I felt like sharing a recent story that allowed us identify a bot in a haystack thanks to Scylla.
The scenario¶
While working on loading up 2B+ of rows into Scylla from Hive (using Spark), we noticed a strange behaviour in the performances of one of our nodes:
So we started wondering why that server in blue was having those peaks of load and was clearly diverging from the two others... As we obviously expect the three nodes to behave the same, there were two options on the table:
- hardware problem on the node
- bad data distribution (bad schema design? consistent hash problem?)
We shared this with our pals from ScyllaDB and started working on finding out what was going on.
The investigation¶
Hardware?¶
Hardware problem was pretty quickly evicted, nothing showed up on the monitoring and on the kernel logs. I/O queues and throughput were good:
Data distribution?¶
Avi Kivity (ScyllaDB's CTO) quickly got the feeling that something was wrong with the data distribution and that we could be facing a hotspot situation.

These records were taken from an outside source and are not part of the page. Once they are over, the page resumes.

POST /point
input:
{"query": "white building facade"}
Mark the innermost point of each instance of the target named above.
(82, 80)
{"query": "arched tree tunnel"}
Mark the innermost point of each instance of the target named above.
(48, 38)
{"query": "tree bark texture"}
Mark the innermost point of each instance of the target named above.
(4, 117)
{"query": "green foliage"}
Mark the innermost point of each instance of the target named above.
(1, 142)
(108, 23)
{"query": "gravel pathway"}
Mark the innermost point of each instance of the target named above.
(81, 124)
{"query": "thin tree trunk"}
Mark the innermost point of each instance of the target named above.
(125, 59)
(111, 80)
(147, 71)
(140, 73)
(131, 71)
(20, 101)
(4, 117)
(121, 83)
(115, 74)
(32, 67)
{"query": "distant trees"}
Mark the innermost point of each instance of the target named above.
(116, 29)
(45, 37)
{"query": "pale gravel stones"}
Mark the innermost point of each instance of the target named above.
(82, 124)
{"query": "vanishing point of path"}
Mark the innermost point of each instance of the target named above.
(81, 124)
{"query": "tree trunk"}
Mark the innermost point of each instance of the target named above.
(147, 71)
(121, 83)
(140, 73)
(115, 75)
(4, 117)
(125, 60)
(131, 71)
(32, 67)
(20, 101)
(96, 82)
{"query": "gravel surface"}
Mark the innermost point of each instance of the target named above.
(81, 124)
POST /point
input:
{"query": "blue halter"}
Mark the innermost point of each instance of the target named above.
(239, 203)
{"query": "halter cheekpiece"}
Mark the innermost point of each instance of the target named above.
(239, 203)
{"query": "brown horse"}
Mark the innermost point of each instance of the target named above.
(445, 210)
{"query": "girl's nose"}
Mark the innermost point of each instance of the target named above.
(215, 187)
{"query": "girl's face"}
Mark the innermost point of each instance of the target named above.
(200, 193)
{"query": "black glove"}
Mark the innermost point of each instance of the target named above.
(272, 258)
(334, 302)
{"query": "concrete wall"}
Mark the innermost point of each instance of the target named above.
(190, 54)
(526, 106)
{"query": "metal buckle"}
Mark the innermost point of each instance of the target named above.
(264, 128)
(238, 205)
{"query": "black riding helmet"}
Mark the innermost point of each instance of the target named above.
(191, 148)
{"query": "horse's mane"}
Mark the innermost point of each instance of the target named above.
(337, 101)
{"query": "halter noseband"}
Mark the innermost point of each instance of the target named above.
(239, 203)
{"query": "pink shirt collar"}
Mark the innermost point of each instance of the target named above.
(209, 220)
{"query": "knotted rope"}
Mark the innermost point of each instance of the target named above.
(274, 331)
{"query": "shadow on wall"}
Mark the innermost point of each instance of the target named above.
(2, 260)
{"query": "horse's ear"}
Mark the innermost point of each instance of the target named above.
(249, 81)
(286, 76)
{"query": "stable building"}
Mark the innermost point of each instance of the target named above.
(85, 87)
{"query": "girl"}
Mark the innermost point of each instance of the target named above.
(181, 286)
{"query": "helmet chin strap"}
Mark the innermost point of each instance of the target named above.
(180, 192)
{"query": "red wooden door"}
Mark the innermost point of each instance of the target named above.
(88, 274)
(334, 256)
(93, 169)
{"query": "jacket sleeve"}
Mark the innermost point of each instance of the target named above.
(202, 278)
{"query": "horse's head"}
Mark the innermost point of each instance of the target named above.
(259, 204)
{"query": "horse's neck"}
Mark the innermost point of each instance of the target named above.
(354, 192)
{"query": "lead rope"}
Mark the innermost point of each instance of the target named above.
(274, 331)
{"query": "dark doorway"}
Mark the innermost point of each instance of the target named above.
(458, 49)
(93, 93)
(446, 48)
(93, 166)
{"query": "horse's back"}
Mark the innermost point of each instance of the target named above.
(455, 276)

He quickly nailed it down to shard 44 thanks to the scylla-grafana-monitoring platform.
Data is distributed between shards that are stored on nodes (consistent hash ring). This distribution is done by hashing the primary key of your data which dictates the shard it belongs to (and thus the node(s) where the shard is stored).
If one of your keys is over represented in your original data set, then the shard it belongs to can be overly populated and the related node overloaded. This is called a hotspot situation.
tracing queries¶
The first step was to trace queries in Scylla to try to get deeper into the hotspot analysis. So we enabled tracing using the following formula to get about 1 trace per second in the system_traces namespace.
tracing probability = 1 / expected requests per second throughput
In our case, we were doing between 90K req/s and 150K req/s so we settled for 100K req/s to be safe and enabled tracing on our nodes like this:
# nodetool settraceprobability 0.00001
Turns out tracing didn't help very much in our case because the traces do not include the query parameters in Scylla 2.1, it is becoming available in the soon to be released 2.2 version.
NOTE: traces expire on the tables, make sure your TRUNCATE the events and sessions tables while iterating. Else you will have to wait for the next gc_grace_period (10 days by default) before they are actually removed. If you do not do that and generate millions of traces like we did, querying the mentioned tables will likely time out because of the "tombstoned" rows even if there is no trace inside any more.
looking at cfhistograms¶
Glauber Costa was also helping on the case and got us looking at the cfhistograms of the tables we were pushing data to. That proved to be clearly highlighting a hotspot problem:
histograms
Percentile SSTables Write Latency Read Latency Partition Size Cell Count
(micros) (micros) (bytes)
50% 0,00 6,00 0,00 258 2
75% 0,00 6,00 0,00 535 5
95% 0,00 8,00 0,00 1916 24
98% 0,00 11,72 0,00 3311 50
99% 0,00 28,46 0,00 5722 72
Min 0,00 2,00 0,00 104 0
Max 0,00 45359,00 0,00 14530764 182785
What this basically means is that 99% percentile of our partitions are small (5KB) while the biggest is 14MB! That's a huge difference and clearly shows that we have a hotspot on a partition somewhere.
So now we know for sure that we have an over represented key in our data set, but what key is it and why?
The culprit¶
So we looked at the cardinality of our data set keys which are SHA256 hashes and found out that indeed we had one with more than 1M occurrences while the second highest one was around 100K!...
Now that we had the main culprit hash, we turned to our data streaming pipeline to figure out what kind of event was generating the data associated to the given SHA256 hash... and surprise! It was a client's quality assurance bot that was constantly browsing their own website with legitimate behaviour and identity credentials associated to it.
So we modified our pipeline to detect this bot and discard its events so that it stops polluting our databases with fake data. Then we cleaned up the million of events worth of mess and traces we stored about the bot.
The aftermath¶
Finally, we cleared out the data in Scylla and tried again from scratch. Needless to say that the curves got way better and are exactly what we should expect from a well balanced cluster:
Thanks a lot to the ScyllaDB team for their thorough help and high spirited support!